Suivent les enjeux du procès Al Mahdi devant la CPI analysés par Émile Ouédraogo. Ce procès a un caractère historique parce que pour la première fois, la CPI connaît du crime de destruction de biens culturels (les mausolées de Tombouctou) en tant que crime de guerre et un accusé soumet un plaidoyer de culpabilité. Partant de divers points de vue, l’auteur fait ressortir les retombées de ce procès à l’endroit des acteurs impliqués.

Ce premier axe se termine par l’article de Tiphaine Demaria sur les nouveaux développements relatifs à l’article 98 (1) du Statut de Rome énonçant les conditions de coopération des États non parties avec la Cour, à la lumière de l’affaire Omar Al Bashir. Il constate tout d’abord que dans sa jurisprudence, la CPI a adopté trois positions contradictoires sur la question pour aboutir à la même conclusion, à savoir que les États parties ont l’obligation d’arrêter le président soudanais. L’auteur commence par une présentation des immunités du Chef de l’État et de l’article 98 (1), et débouche sur une analyse des trois décisions de la Cour dont la dernière, datant du 6 juillet 2017, bien qu’innovante, peine également à convaincre. Alors que la Chambre d’appel s’apprête à entendre et décider de ces questions dans une affaire concernant la Jordanie[23], l’étude ici présentée constitue un outil de référence utile.
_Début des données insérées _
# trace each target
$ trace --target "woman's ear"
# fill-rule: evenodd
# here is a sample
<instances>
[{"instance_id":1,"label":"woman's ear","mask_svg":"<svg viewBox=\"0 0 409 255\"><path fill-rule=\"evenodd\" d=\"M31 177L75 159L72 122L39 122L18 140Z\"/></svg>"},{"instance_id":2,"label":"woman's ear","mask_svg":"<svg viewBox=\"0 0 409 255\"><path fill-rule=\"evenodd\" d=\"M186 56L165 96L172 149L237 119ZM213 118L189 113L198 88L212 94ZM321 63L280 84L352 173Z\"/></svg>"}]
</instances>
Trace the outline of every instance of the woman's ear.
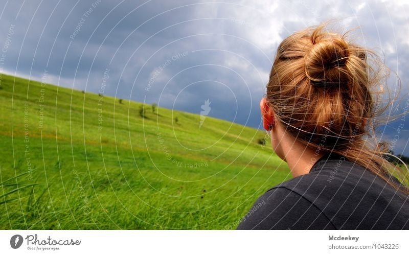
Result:
<instances>
[{"instance_id":1,"label":"woman's ear","mask_svg":"<svg viewBox=\"0 0 409 255\"><path fill-rule=\"evenodd\" d=\"M268 105L265 98L260 101L260 110L263 117L263 126L264 129L270 131L274 127L274 112Z\"/></svg>"}]
</instances>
Le deuxième axe de ce numéro qui concerne la régionalisation de la justice pénale internationale regroupe les articles de Abdoul Kader Bitié et de Nestor Nkurunziza. Le premier auteur souligne les enjeux juridiques d’une africanisation de la justice pénale internationale motivée par des raisons politiques. Ces dernières sont principalement la concentration à la CPI d’affaires africaines et la question des immunités des hauts fonctionnaires en exercice. À cause de ces divergences, un processus de régionalisation aux conséquences équivoques a été entamé par les créations successives des Chambres africaines extraordinaires auprès des tribunaux sénégalais et de la Cour africaine de justice et des droits de l’homme.

Le second auteur aborde dans la même optique les dynamiques de régionalisation de la justice pénale internationale dans le contexte africain. Il met en exergue la fragmentation et la superposition de mécanismes de justice pénale et transitionnelle à plusieurs niveaux : universel, régional et sous-régional. Il propose, en prenant le cas de la situation burundaise, la création d’une juridiction pénale sous-régionale au sein de la Communauté des États de l’Afrique de l’Est, qui devra s’inspirer de la régionalisation entamée au niveau africain et du projet initié au plan national. L’objectif est de rapprocher le plus possible la justice du lieu de commission des crimes. Dans cette perspective, lorsqu’un conflit de compétence survient, il doit être tranché en faveur du mécanisme judiciaire le plus proche du justiciable, car celui-ci est le mieux qualifié pour apprécier et trancher le litige. Cette architecture répond, selon l’auteur, au voeu d’une complémentarité positive promue en droit international pénal entre les différents niveaux de juridiction.

Le numéro se termine enfin par le troisième axe composé de l’article de Christian Tshiamala Banungana qui propose d’intégrer dans la compétence ratione materiae de la CPI les atteintes à l’environnement. Pour lui, les systèmes législatifs et juridictionnels nationaux laissent régner une certaine impunité, car ils sont inadaptés pour réprimer efficacement les crimes environnementaux. D’où la nécessité de modifier le Statut de Rome pour y ajouter le crime international d’écocide afin de réduire ou de supprimer cet espace d’impunité.

Ces articles reflètent l’actualité dans le domaine du droit international pénal et tentent d’apporter des réponses aux problématiques nouvelles et non résolues. Ils mettent en exergue plus particulièrement les limites de la CPI dans la mise en oeuvre de la justice pénale internationale et proposent des pistes de solution. Le phénomène de régionalisation de la justice pénale internationale observé en Afrique, né de la contestation de la CPI, suscite également des interrogations sur la configuration future de la répression internationale des crimes et sur la nature de la complémentarité à entretenir.